Universal Sparse Autoencoders: Interpretable Cross-Model Concept Alignment (2502.03714v1)

Published 6 Feb 2025 in cs.CV and cs.LG

Abstract: We present Universal Sparse Autoencoders (USAEs), a framework for uncovering and aligning interpretable concepts spanning multiple pretrained deep neural networks. Unlike existing concept-based interpretability methods, which focus on a single model, USAEs jointly learn a universal concept space that can reconstruct and interpret the internal activations of multiple models at once. Our core insight is to train a single, overcomplete sparse autoencoder (SAE) that ingests activations from any model and decodes them to approximate the activations of any other model under consideration. By optimizing a shared objective, the learned dictionary captures common factors of variation-concepts-across different tasks, architectures, and datasets. We show that USAEs discover semantically coherent and important universal concepts across vision models; ranging from low-level features (e.g., colors and textures) to higher-level structures (e.g., parts and objects). Overall, USAEs provide a powerful new method for interpretable cross-model analysis and offers novel applications, such as coordinated activation maximization, that open avenues for deeper insights in multi-model AI systems

Summary

The paper introduces Universal Sparse Autoencoders to create a shared latent space that aligns activations and interpretable concepts across diverse models.
It employs an overcomplete sparse autoencoder trained on random model activations to minimize reconstruction loss and ensure coherent concept mapping.
Results show USAEs capture both common visual features and model-specific distinctions, providing novel insights into AI model interpretability and design.

Universal Sparse Autoencoders: Interpretable Cross-Model Concept Alignment

The paper presents a novel framework for interpretable concept alignment across deep neural networks named Universal Sparse Autoencoders (USAEs). This method facilitates the discovery of common, interpretable concepts spanning multiple pretrained models, providing a unified lens into how diverse architectures encode information. The core mechanism involves simultaneously training a single overcomplete sparse autoencoder on activations from different models, enabling the alignment and reconstruction of these activations via a shared conceptual space.

Methodology

USAEs are defined as a form of sparse autoencoder that extends the notion of traditional sparse autoencoders from focusing on a single model to encompassing multiple models. The idea is to encode inputs from any given model into a universal, sparse representation. This representation can then be decoded to approximate activations from any other model within the framework. This process aligns concepts across models by deriving a shared latent space, where each model's features can be reconstructed based on a common dictionary of concepts.

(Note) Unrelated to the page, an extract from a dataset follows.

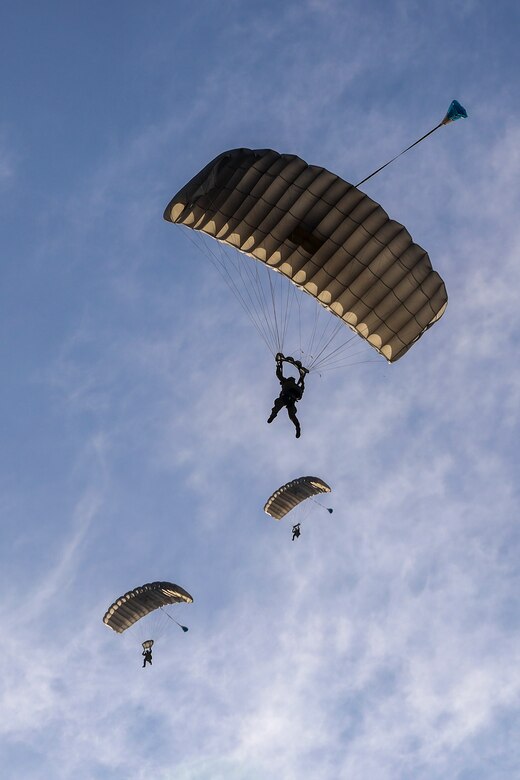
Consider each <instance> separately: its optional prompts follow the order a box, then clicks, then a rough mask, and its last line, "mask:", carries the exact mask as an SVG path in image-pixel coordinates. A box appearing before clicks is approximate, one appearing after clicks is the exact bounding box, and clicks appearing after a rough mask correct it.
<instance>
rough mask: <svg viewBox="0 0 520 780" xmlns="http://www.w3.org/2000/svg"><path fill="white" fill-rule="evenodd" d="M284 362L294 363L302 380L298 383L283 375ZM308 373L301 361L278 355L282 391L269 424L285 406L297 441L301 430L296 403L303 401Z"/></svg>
mask: <svg viewBox="0 0 520 780" xmlns="http://www.w3.org/2000/svg"><path fill="white" fill-rule="evenodd" d="M284 360H287V361H288V362H289V363H292V364H293V365H294V366H296V368H297V369H298V371H299V373H300V378H299V379H298V381H296V379H294V377H292V376H288V377H285V376H284V375H283V370H282V365H283V361H284ZM307 373H308V372H307V369H306V368H304V367H303V366H302V364H301V363H300V361H299V360H292V358H291V359H288V358H284V356H283V355H282V354H281V352H279V353H278V354H277V355H276V376H277V377H278V380H279V382H280V384H281V386H282V390H281V392H280V395H279V396H278V398H277V399H276V400H275V402H274V405H273V408H272V411H271V415H270V417H269V419H268V420H267V422H268V423H271V422H272V421H273V420H274V418H275V417H276V415H277V414H278V412H279V411H280V409H283V407H284V406H285V407H286V408H287V414H288V415H289V419H290V420H292V422H293V423H294V427H295V428H296V438H297V439H299V438H300V436H301V429H300V423H299V422H298V418H297V417H296V402H297V401H300V400H301V397H302V395H303V391H304V390H305V374H307Z"/></svg>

Training involves selecting a model randomly at each iteration to generate a batch of activations, which are encoded into a shared space. This shared representation is used to reconstruct activations for every model in the framework, with the objective of minimizing reconstruction loss across all models. This technique promotes concept alignment and ensures efficient updates for both encoder and decoder stages within the system.

Results and Findings

Qualitative assessments reveal that USAEs successfully capture a range of semantically coherent concepts across different models—extending from fundamental visual primitives such as colors and shapes to more complex, higher-level abstractions like objects and parts. Moreover, quantitative analysis using metrics like firing entropy and co-fire proportions indicates that many of these identified concepts are both essential for model reconstruction and consistently shared across different pretrained architectures and tasks.

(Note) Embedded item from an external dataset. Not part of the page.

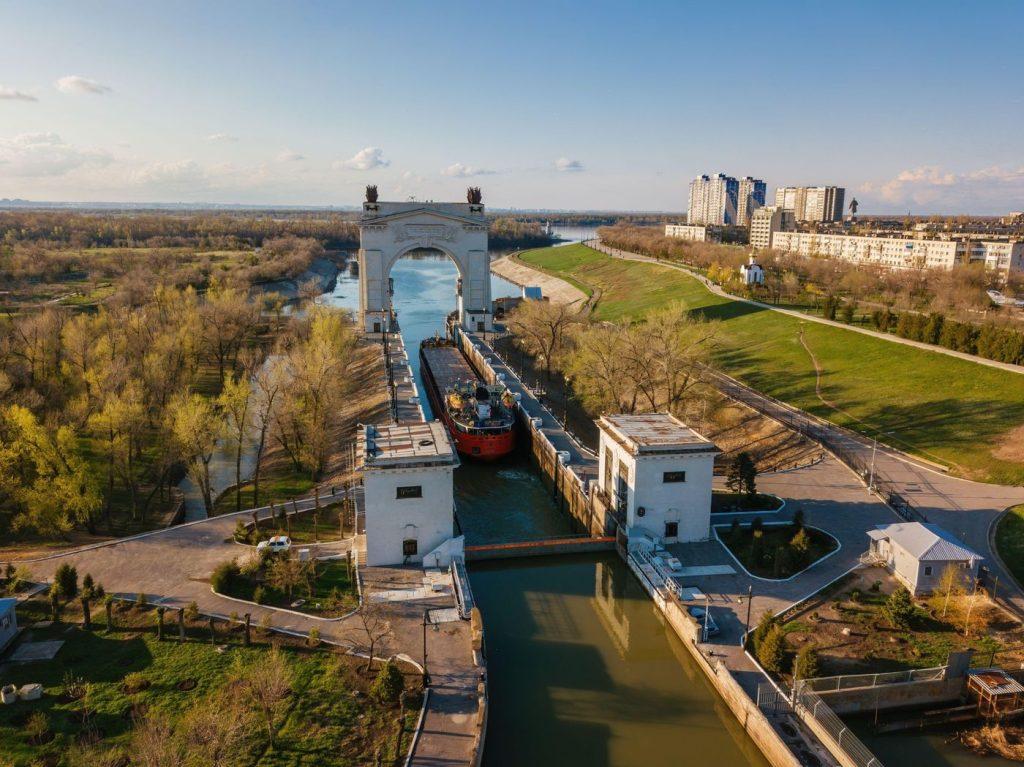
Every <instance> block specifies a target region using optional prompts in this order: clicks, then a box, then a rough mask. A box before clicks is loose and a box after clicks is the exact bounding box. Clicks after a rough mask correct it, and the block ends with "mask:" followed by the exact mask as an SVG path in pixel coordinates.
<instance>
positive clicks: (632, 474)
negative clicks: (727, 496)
mask: <svg viewBox="0 0 1024 767" xmlns="http://www.w3.org/2000/svg"><path fill="white" fill-rule="evenodd" d="M598 427H599V429H600V465H599V468H598V470H599V477H600V486H601V487H602V489H603V491H604V493H605V494H606V495H607V496H608V499H609V500H610V502H611V504H612V506H613V507H614V508H615V509H616V512H617V514H618V515H620V516H621V517H622V518H623V519H625V524H626V527H627V531H628V534H629V536H630V537H631V538H633V537H637V536H646V537H650V538H656V539H660V540H662V541H665V542H666V543H685V542H690V541H706V540H708V538H710V534H711V494H712V476H713V473H714V467H715V456H716V455H717V454H718V453H719V450H718V448H716V446H715V444H714V443H713V442H712V441H711V440H710V439H708V438H707V437H703V436H701V435H700V434H698V433H697V432H695V431H694V430H693V429H691V428H690V427H688V426H687V425H686V424H684V423H682V422H681V421H680V420H679V419H677V418H676V417H675V416H672V415H670V414H668V413H651V414H647V415H640V416H630V415H618V416H603V417H602V418H601V420H600V421H598Z"/></svg>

An interesting aspect of USAEs is their ability to uncover concepts unique to specific models, indicative of how individual architectures or training objectives influence concept encoding. For example, DinoV2 displays distinct concepts related to depth and perspective, likely due to its architectural and training paradigms.

Implications and Future Directions

The introduction of USAEs has profound implications for AI interpretability, especially in multi-model environments. By providing a means to explore and understand how concepts are encoded across different model internals, USAEs pave the way for more insightful analysis of model behaviors and interactions. This understanding could guide better model design, contribute toward mitigating deployment risks, and ensure alignment with regulatory frameworks.

One of the paper’s unique contributions is the application of USAEs to coordinated activation maximization, which allows for the simultaneous visualization of shared concepts across multiple networks. This capability presents new opportunities for identifying not just similarities, but also divergences in how models process information.

Future work could focus on enhancing the scalability of USAEs, exploring their application beyond vision models to domains such as NLP, and refining their ability to highlight not just universal, but also subtle model-specific concept distinctions. As AI systems become increasingly complex and diverse, approaches like USAEs will prove invaluable in deepening our understanding of the underlying representations that drive these advances.